But not many people have ovens or tandoors at home. Students and bachelors usually do not have ovens at home. So, does that mean you can never try out tandoori gobi at home? Not really! We have found a perfect solution for you here. The tandoori gobi recipe which we have for you here today can be made even without a tandoor or oven. You just need a big pan and the cooking ingredients to create magic in your own kitchen.
Take a look at the recipe of tandoori gobi and give it a try.

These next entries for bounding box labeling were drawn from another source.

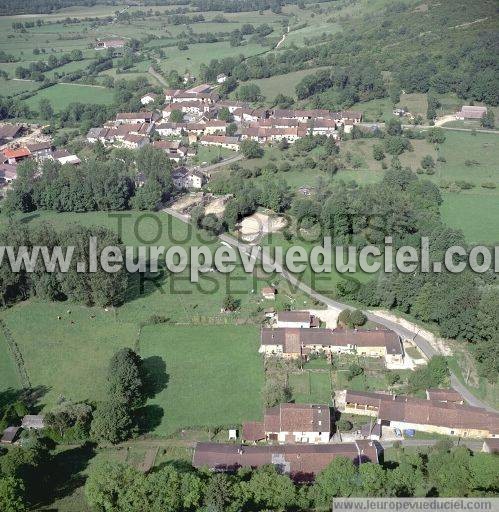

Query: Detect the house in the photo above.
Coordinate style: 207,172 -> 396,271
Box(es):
172,167 -> 206,189
204,119 -> 227,135
140,92 -> 158,105
456,105 -> 487,119
21,414 -> 45,430
115,112 -> 153,124
0,124 -> 23,144
0,164 -> 17,188
50,149 -> 81,165
426,388 -> 464,404
277,311 -> 319,329
26,141 -> 53,160
259,328 -> 404,365
95,38 -> 126,50
482,439 -> 499,453
0,427 -> 21,444
3,148 -> 31,164
344,390 -> 499,438
123,133 -> 149,149
262,286 -> 276,300
192,441 -> 378,482
154,123 -> 187,137
217,100 -> 250,114
199,135 -> 239,151
243,404 -> 331,444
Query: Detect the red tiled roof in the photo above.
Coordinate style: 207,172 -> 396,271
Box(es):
3,148 -> 31,158
192,441 -> 378,481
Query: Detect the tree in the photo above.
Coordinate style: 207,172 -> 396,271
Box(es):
241,139 -> 263,158
85,461 -> 146,512
263,378 -> 291,407
169,109 -> 184,123
222,295 -> 241,311
480,108 -> 496,128
373,144 -> 385,161
236,84 -> 262,101
0,476 -> 28,512
426,128 -> 445,144
90,400 -> 133,444
249,464 -> 296,510
386,117 -> 402,136
107,348 -> 145,408
38,98 -> 54,120
205,473 -> 234,512
421,155 -> 435,171
218,107 -> 234,123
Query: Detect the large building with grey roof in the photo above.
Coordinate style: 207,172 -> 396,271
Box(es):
259,327 -> 404,364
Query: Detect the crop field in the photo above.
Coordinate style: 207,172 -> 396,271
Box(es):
26,84 -> 113,112
140,326 -> 263,434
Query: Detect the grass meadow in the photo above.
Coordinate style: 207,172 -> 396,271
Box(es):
140,325 -> 263,435
26,84 -> 113,112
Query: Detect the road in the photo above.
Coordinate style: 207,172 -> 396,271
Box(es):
147,66 -> 168,88
201,153 -> 244,172
378,438 -> 483,452
163,208 -> 499,413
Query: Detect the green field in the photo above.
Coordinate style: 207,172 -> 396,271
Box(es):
289,370 -> 331,404
26,84 -> 113,112
0,331 -> 21,393
441,193 -> 499,244
140,325 -> 263,434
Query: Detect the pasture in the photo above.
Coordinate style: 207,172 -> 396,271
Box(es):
26,84 -> 113,112
139,325 -> 263,435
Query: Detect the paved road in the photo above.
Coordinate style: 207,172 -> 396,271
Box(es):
163,214 -> 499,413
201,153 -> 244,172
379,438 -> 483,452
359,122 -> 499,134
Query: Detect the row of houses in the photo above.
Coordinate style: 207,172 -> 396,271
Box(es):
192,441 -> 379,482
259,327 -> 404,366
343,389 -> 499,438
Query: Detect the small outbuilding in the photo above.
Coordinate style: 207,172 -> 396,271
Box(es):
0,427 -> 21,444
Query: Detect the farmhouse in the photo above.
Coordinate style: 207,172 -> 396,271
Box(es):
0,164 -> 17,188
172,167 -> 206,189
0,427 -> 21,444
426,388 -> 464,404
140,92 -> 158,105
277,311 -> 319,329
115,112 -> 153,124
456,105 -> 487,119
344,390 -> 499,438
3,148 -> 31,164
243,404 -> 331,444
192,441 -> 378,482
49,149 -> 81,165
26,142 -> 52,160
259,328 -> 404,364
199,135 -> 239,151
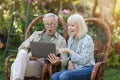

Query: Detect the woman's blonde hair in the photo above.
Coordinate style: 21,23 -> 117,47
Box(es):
67,14 -> 88,38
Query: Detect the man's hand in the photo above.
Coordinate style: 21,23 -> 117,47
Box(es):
30,56 -> 38,60
48,54 -> 60,66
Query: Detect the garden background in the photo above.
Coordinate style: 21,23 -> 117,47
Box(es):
0,0 -> 120,80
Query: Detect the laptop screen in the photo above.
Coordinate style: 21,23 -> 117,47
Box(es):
30,42 -> 56,58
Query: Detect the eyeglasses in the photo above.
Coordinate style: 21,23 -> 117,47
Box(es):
44,23 -> 56,27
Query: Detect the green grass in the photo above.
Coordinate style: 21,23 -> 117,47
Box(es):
0,50 -> 120,80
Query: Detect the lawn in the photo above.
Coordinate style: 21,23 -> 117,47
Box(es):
0,50 -> 120,80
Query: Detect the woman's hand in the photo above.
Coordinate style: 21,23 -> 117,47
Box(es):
59,48 -> 73,55
48,54 -> 60,66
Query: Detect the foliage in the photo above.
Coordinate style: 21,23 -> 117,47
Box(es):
107,47 -> 120,67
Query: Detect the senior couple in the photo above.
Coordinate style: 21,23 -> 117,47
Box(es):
10,13 -> 95,80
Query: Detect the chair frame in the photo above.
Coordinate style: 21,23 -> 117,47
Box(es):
4,15 -> 68,80
85,18 -> 111,80
42,18 -> 111,80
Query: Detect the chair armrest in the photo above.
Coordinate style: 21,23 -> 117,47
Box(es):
4,55 -> 16,80
91,62 -> 106,80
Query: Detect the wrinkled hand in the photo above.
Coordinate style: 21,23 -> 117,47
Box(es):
58,48 -> 67,53
48,54 -> 60,66
59,48 -> 73,55
30,56 -> 38,60
68,61 -> 75,70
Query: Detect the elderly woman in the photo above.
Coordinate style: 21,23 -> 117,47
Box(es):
51,14 -> 95,80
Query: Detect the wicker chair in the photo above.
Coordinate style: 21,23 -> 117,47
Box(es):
42,18 -> 111,80
4,15 -> 67,80
86,18 -> 111,80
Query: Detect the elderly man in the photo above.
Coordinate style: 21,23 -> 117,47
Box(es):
10,13 -> 67,80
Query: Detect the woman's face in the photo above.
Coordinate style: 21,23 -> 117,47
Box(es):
68,23 -> 78,37
44,16 -> 57,35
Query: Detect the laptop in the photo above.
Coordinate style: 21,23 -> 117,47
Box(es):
30,42 -> 56,58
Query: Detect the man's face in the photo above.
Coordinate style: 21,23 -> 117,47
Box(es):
44,16 -> 57,35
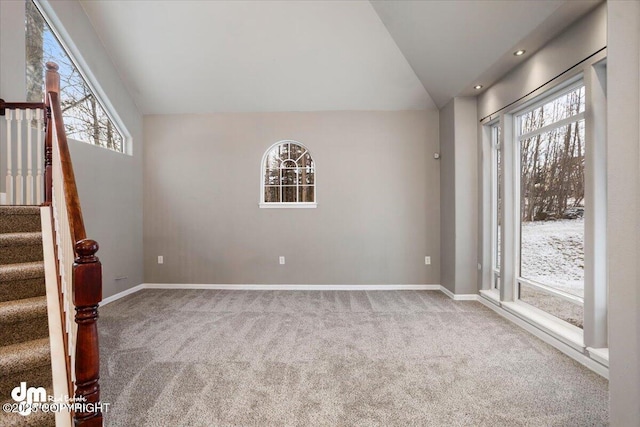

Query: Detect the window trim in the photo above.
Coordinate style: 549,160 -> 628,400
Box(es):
258,139 -> 318,209
31,0 -> 133,156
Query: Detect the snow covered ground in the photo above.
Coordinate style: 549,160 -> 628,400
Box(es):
521,218 -> 584,297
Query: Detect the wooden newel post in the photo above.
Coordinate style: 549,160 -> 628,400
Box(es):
44,62 -> 60,205
73,239 -> 102,427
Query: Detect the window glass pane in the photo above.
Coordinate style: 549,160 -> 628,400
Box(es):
520,86 -> 585,135
291,144 -> 306,161
298,168 -> 315,184
520,120 -> 584,297
298,153 -> 314,168
263,142 -> 315,203
282,186 -> 298,203
281,169 -> 298,185
26,0 -> 124,152
493,126 -> 502,271
278,143 -> 289,160
298,185 -> 314,203
520,284 -> 584,328
264,169 -> 280,185
265,151 -> 280,169
264,187 -> 280,203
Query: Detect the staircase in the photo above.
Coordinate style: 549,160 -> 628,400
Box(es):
0,206 -> 55,427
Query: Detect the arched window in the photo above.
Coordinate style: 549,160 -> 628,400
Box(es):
260,141 -> 316,208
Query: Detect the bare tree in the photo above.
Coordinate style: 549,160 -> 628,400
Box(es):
26,1 -> 123,151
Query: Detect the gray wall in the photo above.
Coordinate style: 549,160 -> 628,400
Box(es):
440,97 -> 478,294
607,1 -> 640,426
144,109 -> 440,284
0,1 -> 143,297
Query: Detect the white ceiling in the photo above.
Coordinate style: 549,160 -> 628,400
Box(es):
81,0 -> 598,114
371,0 -> 601,108
82,1 -> 434,114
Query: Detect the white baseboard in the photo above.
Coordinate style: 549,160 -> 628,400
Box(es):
100,283 -> 442,306
100,283 -> 145,306
440,286 -> 480,301
100,283 -> 479,305
478,298 -> 609,379
143,283 -> 440,291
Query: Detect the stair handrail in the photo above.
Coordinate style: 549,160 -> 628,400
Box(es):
44,62 -> 102,427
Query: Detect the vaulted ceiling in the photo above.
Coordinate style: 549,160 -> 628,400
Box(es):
81,0 -> 599,114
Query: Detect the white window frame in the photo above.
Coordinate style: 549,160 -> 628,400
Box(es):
31,0 -> 133,156
488,121 -> 502,292
512,77 -> 588,307
480,51 -> 608,364
258,139 -> 318,209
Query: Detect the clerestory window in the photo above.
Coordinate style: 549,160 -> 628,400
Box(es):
26,0 -> 126,152
260,141 -> 316,208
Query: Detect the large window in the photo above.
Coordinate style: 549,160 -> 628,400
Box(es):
515,82 -> 585,327
260,141 -> 316,207
26,0 -> 125,152
491,123 -> 502,290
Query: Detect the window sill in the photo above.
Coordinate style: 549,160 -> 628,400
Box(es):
258,202 -> 318,209
587,347 -> 609,367
501,301 -> 584,351
480,289 -> 500,305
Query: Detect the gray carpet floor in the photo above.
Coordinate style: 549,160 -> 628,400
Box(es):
100,289 -> 608,427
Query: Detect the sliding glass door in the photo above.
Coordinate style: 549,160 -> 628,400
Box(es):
514,81 -> 585,328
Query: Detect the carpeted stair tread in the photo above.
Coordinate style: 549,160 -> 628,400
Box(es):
0,277 -> 47,302
0,206 -> 55,427
0,205 -> 40,215
0,338 -> 51,378
0,261 -> 44,283
0,401 -> 56,427
0,231 -> 42,246
0,206 -> 42,233
0,296 -> 47,326
0,383 -> 56,427
0,231 -> 43,264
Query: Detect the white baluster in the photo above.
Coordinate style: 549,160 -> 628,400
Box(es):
25,110 -> 34,205
36,109 -> 44,204
5,110 -> 13,205
16,110 -> 24,205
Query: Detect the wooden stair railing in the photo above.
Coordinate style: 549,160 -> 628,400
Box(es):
0,62 -> 103,427
44,62 -> 102,427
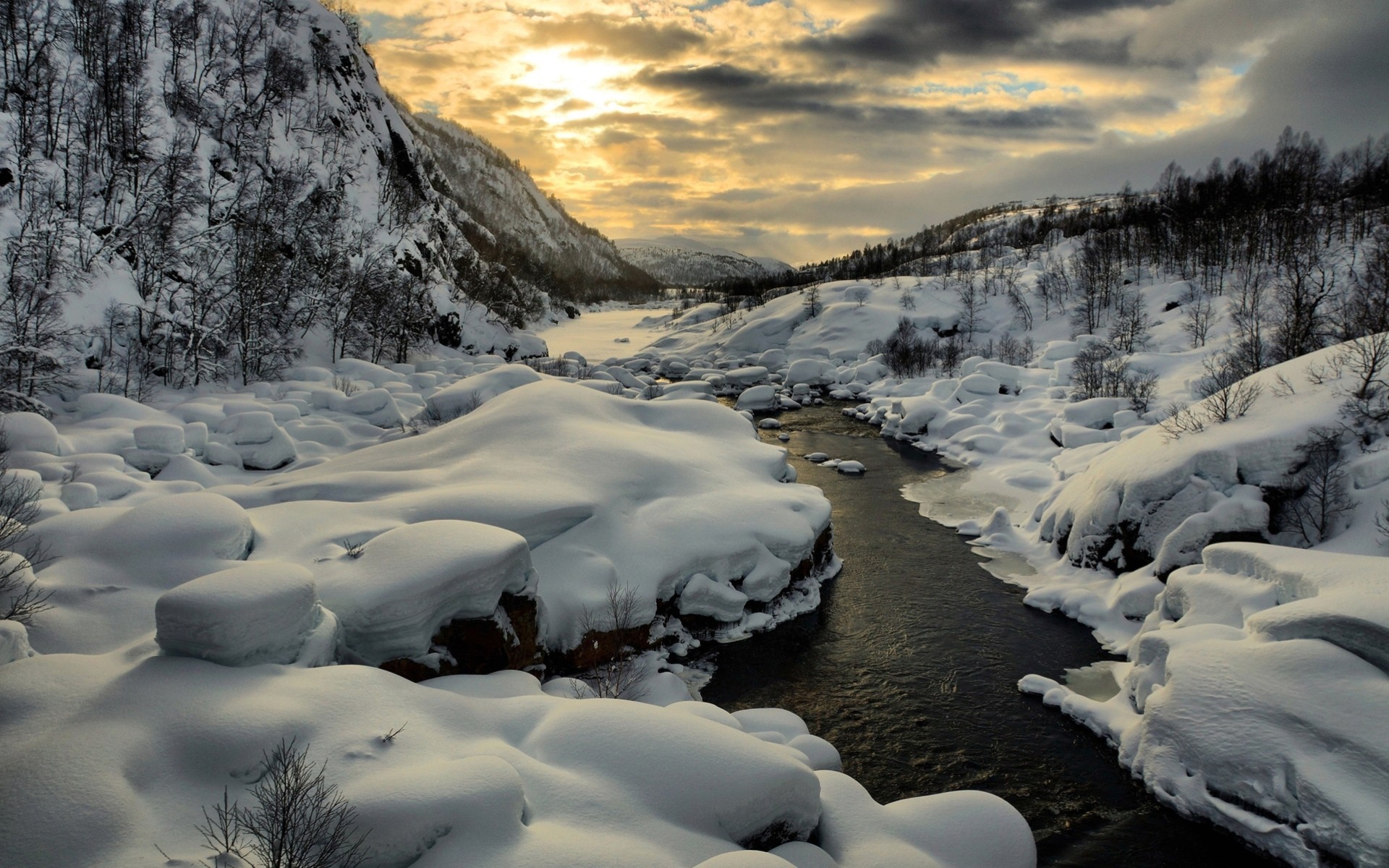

Preparation time: 15 minutes
Cooking time: 30 minutes
All you need
- Cauliflower- 1 (whole)
- Paneer- 250 gms (crumbled)
- Yogurt- 2tbsp
- Oil- 1tbsp + 2tbsp
- Lemon juice- 2tbsp
- Red chilli powder- 1tsp
- Ginger- 1tsp (chopped)
- Raisins- 8
- Garam masala powder- 1tsp
- Salt- as per taste
- Cinnamon- 2 sticks
- Green cardamoms- 3
- Black cardamom- 1
- Cloves- 3
- Bay leaves- 2
- Coriander leaves- 2tbsp (chopped)
1. Heat three cups of water and add salt, cinnamon, green cardamoms, black cardamom, cloves and bay leaves. Allow it to boil and place the cauliflower into it.
2. Cover and cook the cauliflower for 8-10 minutes on medium flame till it gets properly cooked.
3. Mix the paneer, yogurt, oil, lemon juice, ginger, red chilli powder, raisins, garam masala powder and salt together.
4. Once the cauliflower gets cooked, take it out of the water and allow it to cool down.
5. Fill the insides of the cauliflower with the prepared paneer masala and smear the rest of the mixture over the cauliflower.
6. Pour about two tablespoon of oil over the cauliflower and put it in a deep bottomed pan.
7. Cover and cook on low flame for 20 minutes.
8. Once done, switch off the flame and sprinkle the coriander leaves over the cauliflower.
Tandoori cauliflower is ready to be served. Cut out the florets with a knife and serve with green chutney.
After filling the cauliflower with the paneer mixture, keep it refrigerated for sometime before you cook it.